# Timeseries analysis

This notebook generates the data sets for the total number of views and videos for a specific topic across different fields that may be covered in ``News & Politics`` tagged channels. Then it creates the different graphs used in the data story

If you installed the ```environment.yml``` then you will not need to download any additional packages. However if you did not you will need to download the following:
- ```pip install nltk```
- ```pip install plotly```
- ```pip install pandas```


In [1]:
import pandas as pd
from nltk.corpus import stopwords
import os
import plotly.graph_objects as go
import plotly.express as px
from plotly.subplots import make_subplots
import warnings

warnings.filterwarnings('ignore')

## Generate the data sets

Note that this part uses the original data set which is very large and therefore not present on the repository. The file used to generate the data has been saved such as: ```'../original_data/yt_metadata_en.jsonl.gz'```. The code generates processed datasets saved in the following directory for each topcis assessed:
- ```datasets/timeseries/sports```
- ```datasets/timeseries/trends```
- ```datasets/timeseries/tech```
- ```datasets/timeseries/health```
- ```datasets/timeseries/politics```

On the other hand the graphs are saved in the follwing directories:
- ```datasets/figures/sports```
- ```datasets/figures/trends```
- ```datasets/figures/tech```
- ```datasets/figures/health```
- ```datasets/figures/politics```


### Description of method

To generate the data, we looked for the presence of key words in the title and description of the videos. For example, for the word cup we looked for *'world cup', 'football', 'soccer'* and regroup the total number of views and videos with the corresponding key words per month. 

In [2]:
def get_data(data_file, saving_path, list_of_words, theme='', chunksize=10**6):
    stop_words = stopwords.words('english')
    for i,chunk in enumerate(pd.read_json(data_file, lines=True, chunksize=chunksize)):
        #chunk = chunk.loc[chunk['categories'] == 'News & Politics']
        chunk = chunk[chunk.categories.isin(['News & Politics'])]
        chunk["video_info"] = chunk['title'].astype(str) +": "+ chunk["description"]
        # drop these columns to conserve space    
        chunk = chunk.drop(['title'],  axis=1)
        chunk = chunk.drop(['description'], axis=1)

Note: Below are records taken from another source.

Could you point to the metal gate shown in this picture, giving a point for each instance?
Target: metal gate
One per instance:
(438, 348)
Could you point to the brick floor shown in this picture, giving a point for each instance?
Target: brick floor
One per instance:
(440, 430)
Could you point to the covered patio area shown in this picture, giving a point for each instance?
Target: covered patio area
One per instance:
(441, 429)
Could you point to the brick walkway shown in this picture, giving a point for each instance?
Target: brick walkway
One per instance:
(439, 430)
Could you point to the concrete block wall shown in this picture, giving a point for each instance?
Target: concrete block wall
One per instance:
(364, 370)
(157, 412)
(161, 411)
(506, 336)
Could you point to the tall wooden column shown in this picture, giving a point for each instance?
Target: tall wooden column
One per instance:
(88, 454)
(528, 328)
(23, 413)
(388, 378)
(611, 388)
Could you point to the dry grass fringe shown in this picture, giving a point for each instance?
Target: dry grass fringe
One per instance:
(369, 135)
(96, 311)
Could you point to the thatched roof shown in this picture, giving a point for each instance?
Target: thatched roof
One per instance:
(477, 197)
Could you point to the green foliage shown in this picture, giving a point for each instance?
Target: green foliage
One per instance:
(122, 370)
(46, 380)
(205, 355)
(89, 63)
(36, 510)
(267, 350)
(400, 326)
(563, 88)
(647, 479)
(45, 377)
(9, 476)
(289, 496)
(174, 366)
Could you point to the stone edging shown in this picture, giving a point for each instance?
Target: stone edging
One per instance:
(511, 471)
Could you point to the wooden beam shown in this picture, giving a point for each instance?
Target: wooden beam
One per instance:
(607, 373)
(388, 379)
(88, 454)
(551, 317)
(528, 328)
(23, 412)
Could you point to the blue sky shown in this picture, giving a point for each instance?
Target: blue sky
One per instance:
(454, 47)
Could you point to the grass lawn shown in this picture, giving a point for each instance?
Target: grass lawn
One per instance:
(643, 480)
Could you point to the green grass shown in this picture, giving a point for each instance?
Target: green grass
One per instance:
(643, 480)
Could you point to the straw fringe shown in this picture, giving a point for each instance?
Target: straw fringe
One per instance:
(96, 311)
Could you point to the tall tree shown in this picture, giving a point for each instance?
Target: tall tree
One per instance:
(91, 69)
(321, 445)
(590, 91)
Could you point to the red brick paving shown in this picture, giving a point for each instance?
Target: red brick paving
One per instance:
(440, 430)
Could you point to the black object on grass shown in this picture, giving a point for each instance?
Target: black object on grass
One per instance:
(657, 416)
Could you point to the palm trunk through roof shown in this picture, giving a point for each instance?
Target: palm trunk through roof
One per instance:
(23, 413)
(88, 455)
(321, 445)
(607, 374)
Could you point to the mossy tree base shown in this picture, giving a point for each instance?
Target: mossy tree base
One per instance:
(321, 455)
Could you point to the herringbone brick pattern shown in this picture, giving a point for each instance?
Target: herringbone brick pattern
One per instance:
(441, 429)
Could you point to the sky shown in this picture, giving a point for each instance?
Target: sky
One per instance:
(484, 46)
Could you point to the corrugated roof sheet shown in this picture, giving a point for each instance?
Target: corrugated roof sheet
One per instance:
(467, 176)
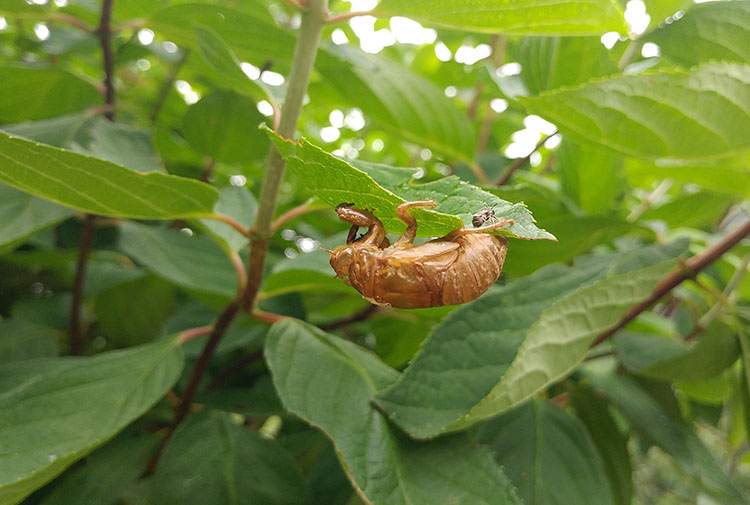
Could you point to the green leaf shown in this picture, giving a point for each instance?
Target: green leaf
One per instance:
(40, 93)
(224, 126)
(107, 471)
(22, 215)
(131, 313)
(213, 460)
(196, 263)
(335, 181)
(549, 455)
(591, 177)
(89, 399)
(518, 340)
(517, 17)
(22, 340)
(98, 186)
(675, 438)
(714, 31)
(238, 203)
(267, 43)
(329, 382)
(692, 210)
(399, 101)
(124, 146)
(554, 62)
(647, 115)
(609, 441)
(665, 358)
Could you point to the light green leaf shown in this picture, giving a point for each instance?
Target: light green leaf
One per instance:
(714, 31)
(610, 442)
(693, 210)
(22, 215)
(124, 146)
(554, 62)
(591, 177)
(39, 93)
(329, 382)
(699, 113)
(98, 186)
(518, 340)
(549, 455)
(196, 263)
(22, 340)
(228, 464)
(107, 471)
(90, 399)
(267, 43)
(669, 359)
(224, 126)
(335, 181)
(512, 17)
(675, 438)
(238, 203)
(400, 101)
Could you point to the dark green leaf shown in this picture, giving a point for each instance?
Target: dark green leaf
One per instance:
(55, 411)
(98, 186)
(329, 382)
(549, 455)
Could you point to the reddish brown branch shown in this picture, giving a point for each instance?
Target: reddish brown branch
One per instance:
(76, 337)
(687, 270)
(506, 175)
(221, 325)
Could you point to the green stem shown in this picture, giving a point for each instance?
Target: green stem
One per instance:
(313, 21)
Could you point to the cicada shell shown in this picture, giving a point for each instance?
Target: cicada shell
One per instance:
(450, 270)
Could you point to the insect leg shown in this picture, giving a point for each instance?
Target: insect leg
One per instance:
(411, 223)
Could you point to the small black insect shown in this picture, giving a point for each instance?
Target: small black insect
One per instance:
(484, 215)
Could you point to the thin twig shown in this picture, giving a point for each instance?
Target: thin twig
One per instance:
(87, 238)
(505, 176)
(691, 267)
(221, 325)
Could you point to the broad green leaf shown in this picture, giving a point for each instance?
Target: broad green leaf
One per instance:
(224, 126)
(124, 146)
(131, 313)
(725, 177)
(335, 181)
(518, 340)
(400, 101)
(238, 203)
(214, 460)
(591, 177)
(699, 113)
(39, 93)
(219, 56)
(554, 62)
(693, 210)
(512, 17)
(193, 262)
(22, 215)
(549, 455)
(57, 131)
(90, 400)
(267, 43)
(98, 186)
(673, 437)
(666, 358)
(718, 31)
(22, 340)
(329, 382)
(107, 471)
(609, 441)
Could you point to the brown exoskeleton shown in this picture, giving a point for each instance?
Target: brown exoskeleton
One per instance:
(450, 270)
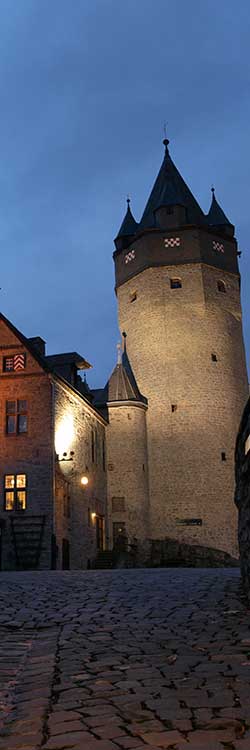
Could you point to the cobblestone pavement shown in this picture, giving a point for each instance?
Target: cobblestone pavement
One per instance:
(119, 660)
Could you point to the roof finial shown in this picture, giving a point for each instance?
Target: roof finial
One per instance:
(165, 140)
(124, 341)
(119, 353)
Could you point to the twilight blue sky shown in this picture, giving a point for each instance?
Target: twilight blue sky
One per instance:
(85, 87)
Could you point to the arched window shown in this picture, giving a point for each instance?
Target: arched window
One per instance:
(221, 286)
(175, 284)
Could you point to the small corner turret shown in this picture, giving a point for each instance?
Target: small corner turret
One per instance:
(174, 230)
(127, 230)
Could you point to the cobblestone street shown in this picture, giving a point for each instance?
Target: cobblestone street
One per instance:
(114, 660)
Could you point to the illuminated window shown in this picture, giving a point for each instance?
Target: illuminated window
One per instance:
(247, 445)
(16, 417)
(221, 286)
(15, 492)
(133, 296)
(175, 284)
(103, 456)
(14, 363)
(94, 445)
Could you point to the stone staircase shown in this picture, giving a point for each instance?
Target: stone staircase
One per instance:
(27, 535)
(104, 560)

        chunk['video_info'] = chunk['video_info'].str.lower()

        # Exclude stopwords with Python's list comprehension and pandas.DataFrame.apply.
        chunk['video_info'] = chunk['video_info'].apply(lambda x: ' '.join([word for word in x.split() if word not in (stop_words)]))

        # converting upload_time to datetime object so we can begin to slice dataframe
        chunk['upload_date'] = pd.to_datetime(chunk['upload_date'], format='%Y-%m-%d').dt.date
        chunk['upload_date'] = pd.to_datetime(chunk['upload_date'], format='%Y-%m-%d')
        chunk['upload_date'] = chunk['upload_date'].dt.to_period('M')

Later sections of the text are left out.